Synaptamide is a potent mediator for the neuritogenic and synaptogenic effects of DHA. Fig. 3A shows the comparative effectiveness of synaptamide and DHA on neurite growth in 3 days-in-vitro (DIV) cultures. Although a small increase in neurite growth relative to the control culture was noted with 0.5 μM DHA, a larger effect was produced by a 10-fold lower concentration of synaptamide. Fig. 3B shows the quantitative difference in neurite growth induced by synaptamide and DHA during 3 days in culture. A statistically significant increase was produced by 0.01 μM synaptamide, and further increases occurred when the concentration was raised to 0.1 μM and 1 μM. In contrast, a DHA concentration of 0.5 μM was required to produce a significant increase.
Fig. 3
Fig. 3
Comparative effects of DHA and synaptamide on hippocampal neurite growth. A. Mouse E-18 hippocampal neurons were incubated for 3 days with 0.05 μM synaptamide, 0.5 μM DHA, or 0.1 μM 9-cis-retinoic acid (9C-RA), and immunostained (more ...)

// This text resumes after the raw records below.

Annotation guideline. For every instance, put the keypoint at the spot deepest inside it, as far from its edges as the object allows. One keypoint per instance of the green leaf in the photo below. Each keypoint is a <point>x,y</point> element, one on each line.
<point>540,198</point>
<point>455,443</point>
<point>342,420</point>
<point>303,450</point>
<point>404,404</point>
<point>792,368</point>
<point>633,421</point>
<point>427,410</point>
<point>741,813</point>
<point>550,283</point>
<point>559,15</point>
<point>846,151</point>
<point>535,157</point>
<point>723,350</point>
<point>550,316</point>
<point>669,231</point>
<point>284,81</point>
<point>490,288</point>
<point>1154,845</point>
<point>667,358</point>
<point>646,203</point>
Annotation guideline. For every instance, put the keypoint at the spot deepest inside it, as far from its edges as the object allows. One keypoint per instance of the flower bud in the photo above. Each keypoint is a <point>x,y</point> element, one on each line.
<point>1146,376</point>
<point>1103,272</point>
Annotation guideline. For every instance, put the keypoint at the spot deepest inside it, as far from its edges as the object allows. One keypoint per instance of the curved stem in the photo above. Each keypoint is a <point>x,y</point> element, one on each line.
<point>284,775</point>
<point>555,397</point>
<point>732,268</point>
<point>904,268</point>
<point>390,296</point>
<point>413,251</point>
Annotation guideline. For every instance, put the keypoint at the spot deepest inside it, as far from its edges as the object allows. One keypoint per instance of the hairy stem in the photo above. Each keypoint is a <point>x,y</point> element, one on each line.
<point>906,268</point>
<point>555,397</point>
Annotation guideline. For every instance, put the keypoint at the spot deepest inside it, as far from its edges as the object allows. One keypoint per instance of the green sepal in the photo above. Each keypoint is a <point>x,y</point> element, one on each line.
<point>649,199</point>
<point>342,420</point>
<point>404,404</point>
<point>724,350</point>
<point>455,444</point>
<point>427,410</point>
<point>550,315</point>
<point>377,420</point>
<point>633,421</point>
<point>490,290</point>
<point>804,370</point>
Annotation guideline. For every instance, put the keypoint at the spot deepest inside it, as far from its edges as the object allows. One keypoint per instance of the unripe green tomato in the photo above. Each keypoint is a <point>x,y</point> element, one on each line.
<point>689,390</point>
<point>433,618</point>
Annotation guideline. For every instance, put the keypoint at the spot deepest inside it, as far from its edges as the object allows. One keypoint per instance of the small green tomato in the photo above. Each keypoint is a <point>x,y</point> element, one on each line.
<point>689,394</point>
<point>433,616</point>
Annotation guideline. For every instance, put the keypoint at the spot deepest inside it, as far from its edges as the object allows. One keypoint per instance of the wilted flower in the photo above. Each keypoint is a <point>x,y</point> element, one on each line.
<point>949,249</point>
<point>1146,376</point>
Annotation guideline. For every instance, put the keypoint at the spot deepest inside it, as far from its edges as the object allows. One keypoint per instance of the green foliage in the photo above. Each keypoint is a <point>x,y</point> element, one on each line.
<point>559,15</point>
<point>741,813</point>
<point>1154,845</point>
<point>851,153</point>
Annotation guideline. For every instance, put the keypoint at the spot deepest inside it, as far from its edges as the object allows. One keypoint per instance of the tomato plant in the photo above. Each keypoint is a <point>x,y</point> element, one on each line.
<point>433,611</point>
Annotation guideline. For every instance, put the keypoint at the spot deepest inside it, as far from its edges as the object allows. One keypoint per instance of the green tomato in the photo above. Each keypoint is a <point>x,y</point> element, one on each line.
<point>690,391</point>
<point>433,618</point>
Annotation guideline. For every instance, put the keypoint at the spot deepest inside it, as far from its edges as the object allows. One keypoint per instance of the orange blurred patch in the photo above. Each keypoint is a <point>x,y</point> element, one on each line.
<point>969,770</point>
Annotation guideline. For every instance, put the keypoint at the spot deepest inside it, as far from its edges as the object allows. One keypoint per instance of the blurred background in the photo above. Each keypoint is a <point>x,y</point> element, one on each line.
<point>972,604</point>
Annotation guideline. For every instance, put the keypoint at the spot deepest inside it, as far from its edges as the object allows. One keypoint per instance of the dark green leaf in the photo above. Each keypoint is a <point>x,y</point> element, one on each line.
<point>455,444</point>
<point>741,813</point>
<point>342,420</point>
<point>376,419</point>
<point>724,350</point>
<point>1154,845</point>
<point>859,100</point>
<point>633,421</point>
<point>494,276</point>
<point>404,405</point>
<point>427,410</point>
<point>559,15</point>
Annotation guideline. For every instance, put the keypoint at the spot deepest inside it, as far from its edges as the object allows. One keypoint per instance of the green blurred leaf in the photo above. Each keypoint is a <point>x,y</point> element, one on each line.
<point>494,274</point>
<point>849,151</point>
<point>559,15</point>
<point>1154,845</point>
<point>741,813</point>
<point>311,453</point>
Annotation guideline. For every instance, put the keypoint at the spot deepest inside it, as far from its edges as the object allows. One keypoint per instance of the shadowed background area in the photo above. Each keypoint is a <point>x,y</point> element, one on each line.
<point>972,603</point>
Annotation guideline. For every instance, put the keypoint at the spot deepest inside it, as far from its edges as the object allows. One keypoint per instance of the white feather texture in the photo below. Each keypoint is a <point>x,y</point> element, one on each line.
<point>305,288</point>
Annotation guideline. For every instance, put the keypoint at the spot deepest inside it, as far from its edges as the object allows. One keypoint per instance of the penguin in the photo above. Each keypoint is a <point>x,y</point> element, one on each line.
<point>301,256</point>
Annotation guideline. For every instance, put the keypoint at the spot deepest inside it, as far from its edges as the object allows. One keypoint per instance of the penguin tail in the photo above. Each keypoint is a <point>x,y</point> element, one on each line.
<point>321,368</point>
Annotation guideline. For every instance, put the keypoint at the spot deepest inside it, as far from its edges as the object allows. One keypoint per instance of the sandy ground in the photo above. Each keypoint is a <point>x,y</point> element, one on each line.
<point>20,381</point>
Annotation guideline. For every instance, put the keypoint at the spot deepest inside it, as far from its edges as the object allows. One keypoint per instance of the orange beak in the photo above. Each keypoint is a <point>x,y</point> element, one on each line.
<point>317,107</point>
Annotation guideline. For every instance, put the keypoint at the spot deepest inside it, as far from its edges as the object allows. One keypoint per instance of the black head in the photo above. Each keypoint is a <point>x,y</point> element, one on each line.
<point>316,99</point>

Synaptamide is also a potent synaptogenic factor. In addition to promoting neurite growth, 0.1 μM synaptamide included in the E-18 hippocampal neuron culture for 7 days significantly increased synaptogenesis measured by the number of synapsin puncta per a given neurite length (Fig. 4). Functional evidence for the observed improvement in synpatogenesis was provided electrophysiologically. Supplementation of hippocampal neurons with 0.1 μM synaptamide promoted synaptic transmission, concomitantly increasing expression of synapsins and glutamate receptors [22]. The spontaneous postsynaptic current frequency (sPSC), which represents the number of active synapses and relative levels of presynaptic release, was increased 2.9-times by treatment of the hippocampal cultures with 0.1 μM synaptamide for 10 days. The magnitude of the effects on synaptogenesis and synaptic activity produced by 0.1 μM synaptamide was similar to, if not higher than, that produced by 1 μM DHA. Synaptamide did not affect the GABAergic component of sPSCs which was measured in the presence of both AMPA and NMDA receptor antagonists. On the contrary, glutamatergic sPSCs isolated using a GABA receptor antagonist was significantly higher in neurons treated with synaptamide. These data demonstrates that synaptamide enhances specifically glutamatergic synaptic activity as in the case with DHA-treated neurons. Synaptamide acutely added to the target neurons produced no effects on synaptic activity, indicating that prolonged treatment that allows development of synapses and synaptic protein expression is required for the synaptamide-induced improved synaptic activity. Synaptamide action on development of hippocampal neurons is unique and distinctive, as other fatty acyl ethanolamides including AEA and oleylethanolamide (OEA) did not affect neurite growth (Fig. 5A) or synaptogenesis even at significantly higher concentrations (Fig. 5B).
Fig. 4
Fig. 4
Effects of synaptamide (0.1 μM) on neurite growth, synaptogenesis and synaptic activity. Representative photomicrographs are shown at 60× magnification. Synaptogenesis was evaluated by the number of synapsin puncta / 10μm neurite. (more ...)
Fig. 5
Fig. 5
Effects of N-acylethanolamides on neurite growth and synaptogenesis. Embryonic hippocampal neurons were cultured for 3 (A) or 7 days (B) with 0.1 μM synaptamide, AEA or OEA at concentrations from 1 to 5 μM. Representative photomicrographs (more ...)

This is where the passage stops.